= Pierre Goloubinoff =

Swiss-Israeli biochemist

Pierre A. Goloubinoff (פייר גולובינוף; born April 4, 1957) is a Swiss-Israeli biochemist, author and activist for Yemeni immigration and the preservation of Yemeni heritage. He is also known by the pen names David Hamami or Daoud Hamami.

== Biography ==
Pierre Goloubinoff was born in France as the third child of four of the French writers Serge Golon and Anne Golon, who in private life were called Vsevolod Goloubinoff and Simone Changeux. His father belonged to a noble Russian family exiled in France in 1920 after the 1917 revolution; he died in 1972. When Pierre Goloubinoff was two years old, his family emigrated to the city of Montana, in the canton of Valais in the Swiss Alps. In the 1960s, following the publication of stories about the Holocaust, the family decided to join the Zionist enterprise. Following their relocation to Israel, part of the Goloubinoff family converted to Judaism.

== Scientific career ==

In 1972, Christian B. Anfinsen was awarded the Nobel Prize for seminal experiments performed mostly by his postdoctoral fellow, Michael Sela. They showed with artificially unfolded proteins that the primary amino acid sequence suffices to dictate the proper spontaneous refolding of proteins into their functional three-dimensional native structures. Yet, they also observed that proteins can often misfold and precipitate into large insoluble aggregates. They suggested that in cells, unknown factors could possibly assist protein folding.

In 1988, Goloubinoff helped follow up Anfinsen’s finding: a class of highly conserved proteins, many of which belonging to the heat shock proteins and were dubbed “molecular chaperones” by R. John Ellis, could mediate the assembly of protein complexes such as phages and RubisCO, preventing the formation of non-functional, protein aggregates.

As a postdoctoral fellow in the laboratory of George Huntly Lorimer, Goloubinoff provided the first experimental demonstration of a mechanism by which a bacterial chaperone, GroEL, could act on the folding and assembly pathway of a recombinant RubisCO protein. They showed that in bacteria, the chaperone could prevent the aggregation of a recombinant protein, RubisCO, and promote its proper folding and assembly o r. They further showed that in the test tube the purified chaperone could also drive the proper folding of the recombinant protein.

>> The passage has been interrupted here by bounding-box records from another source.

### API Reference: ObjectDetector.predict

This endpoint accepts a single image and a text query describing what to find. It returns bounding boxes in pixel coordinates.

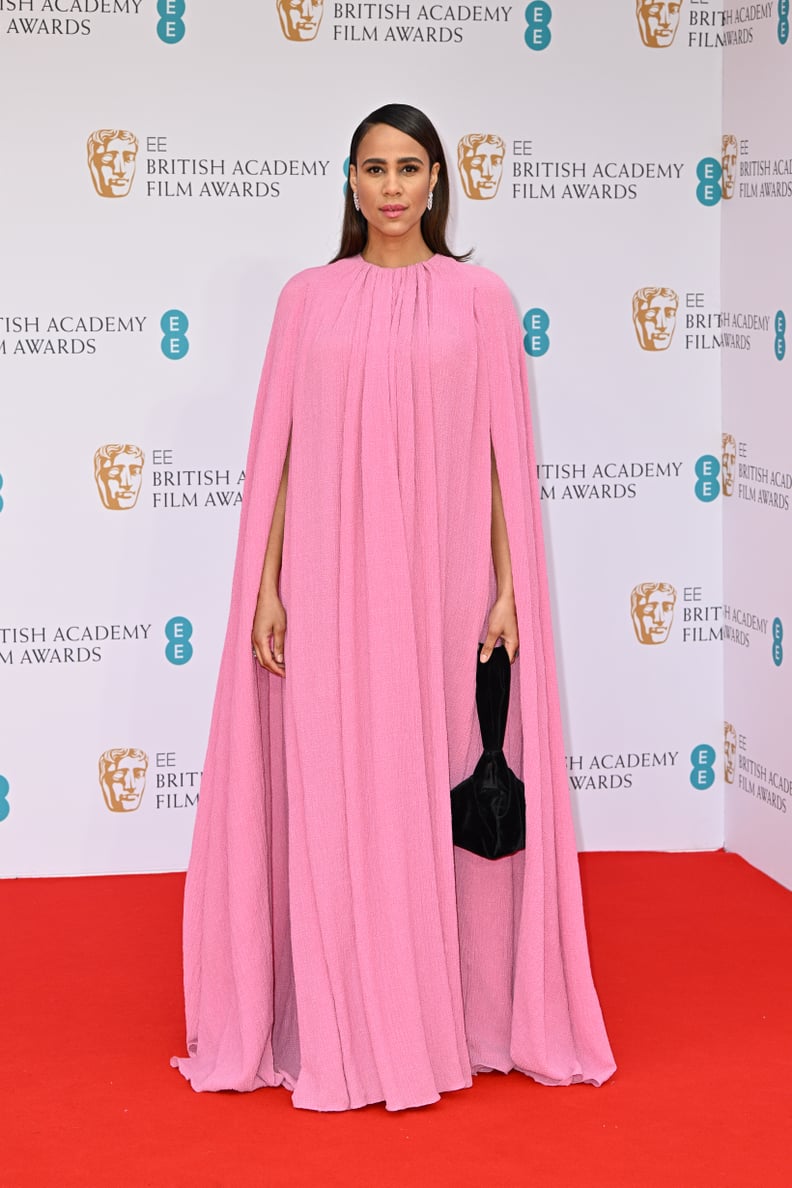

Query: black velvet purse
[451,644,525,858]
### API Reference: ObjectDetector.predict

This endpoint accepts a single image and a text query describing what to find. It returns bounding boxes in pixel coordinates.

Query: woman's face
[349,124,441,249]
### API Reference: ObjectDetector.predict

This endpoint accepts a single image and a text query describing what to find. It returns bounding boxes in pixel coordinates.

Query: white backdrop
[0,0,755,876]
[723,13,792,887]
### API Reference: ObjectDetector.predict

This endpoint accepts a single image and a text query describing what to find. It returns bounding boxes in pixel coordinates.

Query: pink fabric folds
[173,255,614,1110]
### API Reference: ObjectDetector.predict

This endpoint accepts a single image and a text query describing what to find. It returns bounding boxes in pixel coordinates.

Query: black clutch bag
[451,644,525,858]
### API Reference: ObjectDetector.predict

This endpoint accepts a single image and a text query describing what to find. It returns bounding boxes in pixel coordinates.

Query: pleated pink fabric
[173,255,614,1110]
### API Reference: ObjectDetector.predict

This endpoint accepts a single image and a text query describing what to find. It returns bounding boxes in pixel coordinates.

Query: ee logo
[695,454,721,504]
[159,309,190,359]
[773,618,784,668]
[522,307,550,359]
[525,0,553,50]
[773,309,786,362]
[696,157,723,207]
[157,0,186,45]
[165,614,192,664]
[690,743,715,789]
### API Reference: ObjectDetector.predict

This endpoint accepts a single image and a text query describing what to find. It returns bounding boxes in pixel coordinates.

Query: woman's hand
[479,594,520,664]
[251,586,286,676]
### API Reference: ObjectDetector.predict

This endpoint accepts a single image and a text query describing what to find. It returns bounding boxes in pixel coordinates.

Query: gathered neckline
[354,252,441,272]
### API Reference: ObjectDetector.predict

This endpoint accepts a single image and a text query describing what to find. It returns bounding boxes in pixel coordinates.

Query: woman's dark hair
[331,103,470,264]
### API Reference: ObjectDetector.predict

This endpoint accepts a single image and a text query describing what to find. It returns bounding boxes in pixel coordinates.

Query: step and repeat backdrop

Since 1991, as a principal investigator first at the Hebrew University of Jerusalem and from 2001 at the University of Lausanne, Goloubinoff contributed to further discoveries on the mechanisms of various molecular chaperones that prevent protein aggregation, promote protein folding, actively solubilize stable aggregates and can catalytically unfold stress-misfolded proteins.

== Social activism ==

During his studies at the Weizmann Institute, Goloubinoff became interested in the fate of Jews who remained in Yemen after immigration in the 1950s (a small community remained separated from their relatives). He went there in September 1985, using his Swiss passport, and brought valuable information about them to the organizations working for them. From 1988 to 1992, in collaboration with Haim Tawil from Yeshiva University, William Wolf worked with the US government to pressure the Yemeni government to allow Jews to leave. They called their operation "Operation Esther" and presented it as a humanitarian issue unrelated to Zionism. During his visits to Yemen, Pierre Goloubinoff used the names David Hamami (with the Jews) and Daoud Hamami (with the Muslims), after realizing that Arabic speakers had difficulty pronouncing his name. When he began publishing novels in French, he adopted the name Daoud Hamami as his pen name. The theme of Yemen is dominant in his books.

== Published works ==
Goloubinoff has written dozens of articles, theses and book chapters in biochemistry. He has also participated in the writing of publications on Yemeni heritage and in the writing of narrative texts on the subject. In the field of Yemeni heritage, he has often signed his books under the pen name Daoud Hamami.

- Goloubinoff, P. (1996). The Valley of Beyhan; The Beginning of the Incense Road. in: The Jewish Community of Beyhan; Tales and Heritage (ed. Shalom Lahav) The Association For Society and Culture, Documenting and Research, Natanya, Israel, pp. 29–34 (in Hebrew).
- Hamami, D. Les exilés du Yémen Heureux, Editions de l'Harmattan, Paris (1994). 295 pages.
- Hamami, D. Banei-el-yaman, Editions Le Publieur, Paris (2004). 467 pages.
- Hamami, D. "Rencontre en Arabie Heureuse, Editions Le Publieur, Paris (2008). 420 pages.